In this article, we will cover the concept trace of matrices. This category falls under the broader category of Matrices, which is a crucial Chapter in class 12 Mathematics. It is not only essential for board exams but also for competitive exams like the Joint Entrance Examination(JEE Main) and other entrance exams such as SRMJEE, BITSAT, WBJEE, BCECE, and more. A total of eight questions have been asked on this topic in Jee mains (2013 to 2023), one in 2013, one in 2021.

Square matrix

The square matrix is the matrix in which the number of rows $=$ number of columns. So a matrix $A=\left[a_{i j}\right]_{m \times n}$ is said to be a square matrix when $m=n$. E.g.
$\left[\begin{array}{lll}a_{11} & a_{12} & a_{13} \\ a_{21} & a_{22} & a_{23} \\ a_{31} & a_{32} & a_{33}\end{array}\right]_{3 \times 3}$ or, $\left[\begin{array}{cc}2 & -4 \\ 7 & 3\end{array}\right]_{2 \times 2}$

Trace of the matrix:

The sum of all diagonal elements of a square matrix is called the trace of a matrix. Lying along the principal diagonal is called the trace of A.

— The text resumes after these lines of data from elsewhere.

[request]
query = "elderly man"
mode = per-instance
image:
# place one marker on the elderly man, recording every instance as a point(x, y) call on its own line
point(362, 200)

The trace of the matrix is denoted by Tr(A) or tr.A.

$
\operatorname{Tr}(\mathrm{A})=\sum_{\mathrm{i}=1}^{\mathrm{n}} \mathrm{a}_{\mathrm{ii}}
$

Let us consider the square matrix of order $3 \times 3$ as shown below. The elements of the matrix are $a_{11}, a_{12}, a_{13}$ $\qquad$ , $a_{33}$. The principal diagonal elements are $a_{11}, a_{22}, a_{33}$. So trace of the matrix is the sum of all principal diagonal elements.
$
\begin{aligned}
& A=\left[\begin{array}{lll}
a_{11} & a_{12} & a_{13} \\
a_{21} & a_{22} & a_{23} \\
a_{31} & a_{32} & a_{33}
\end{array}\right] \\
& \operatorname{Tr}(A)=a_{11}+a_{22}+a_{33}
\end{aligned}
$

Eg.
For a given matrix $\mathrm{A}$,
$
A=\left[\begin{array}{ccc}
-2 & 4 & 7 \\
8 & 3 & -1 \\
5 & -6 & 9
\end{array}\right], \operatorname{Tr}(\mathrm{A})=-2+3+9=10
$

Properties of a trace of the matrix:

Given below are some properties of the trace of a matrix. Let us consider two square matrices A and B

$\mathrm{A}=\left[\mathrm{a}_{\mathrm{ij}}\right]_{\mathrm{n} \times \mathrm{n}} ; \mathrm{B}=\left[\mathrm{b}_{\mathrm{ij}}\right]_{\mathrm{n} \times \mathrm{n}}$ and $\mathrm{k}$ be a scalar, then

i) If A is a square matrix of order ‘n’ and k is a scalar quantity then the trace of multiplication of k and A is equal to the Multiplication of k into the trace of A.

Tr(kA)=k·Tr(A)

ii)If A is the square matrix of order ‘n x m’ and B be square matric of order ‘m x n then, the trace of the sum( or subtraction) of Matrix A and B is equal to the sum (or subtraction) of Trace of A and Trace of B.

Tr(A ± B) = Tr(A) ± Tr(B)

iii) If A is the square matrix of order ‘n x m’ and B be square matric of order 'm x n' then, the Trace of Matrix AB is equal to the Trace of matrices B A.

Tr(AB) = Tr(BA)

iv) If A is square matrices of order ‘n’ then, the Trace of Matrix A is equal to the Trace of the transpose of Matrix A.

Tr(A) = Tr(A’)

v)If A is the square matrix of order ‘n x m’ and B be square matric of order ‘m x n’ then, the trace of Matrix AB is not equal to the Trace of Matrix A multiplied by the Trace of Matrix B.

Tr(AB) ≠ Tr(A).Tr(B)

vi) if I is the Identity matrix of order ‘n’ then the trace of the identity matrix is equal to n.

Tr(I) =n

vii) Trace of zero or null matrix is always zero.

Tr(0)=0S

Summary

The features of the trace of a matrix make it an adaptable tool for analyzing and comprehending matrices and their transformations. It is a useful topic with applications in many fields of mathematics. The trace of a matrix provides a valuable measure of its diagonal entries' sum, offering insights into matrix properties and transformations.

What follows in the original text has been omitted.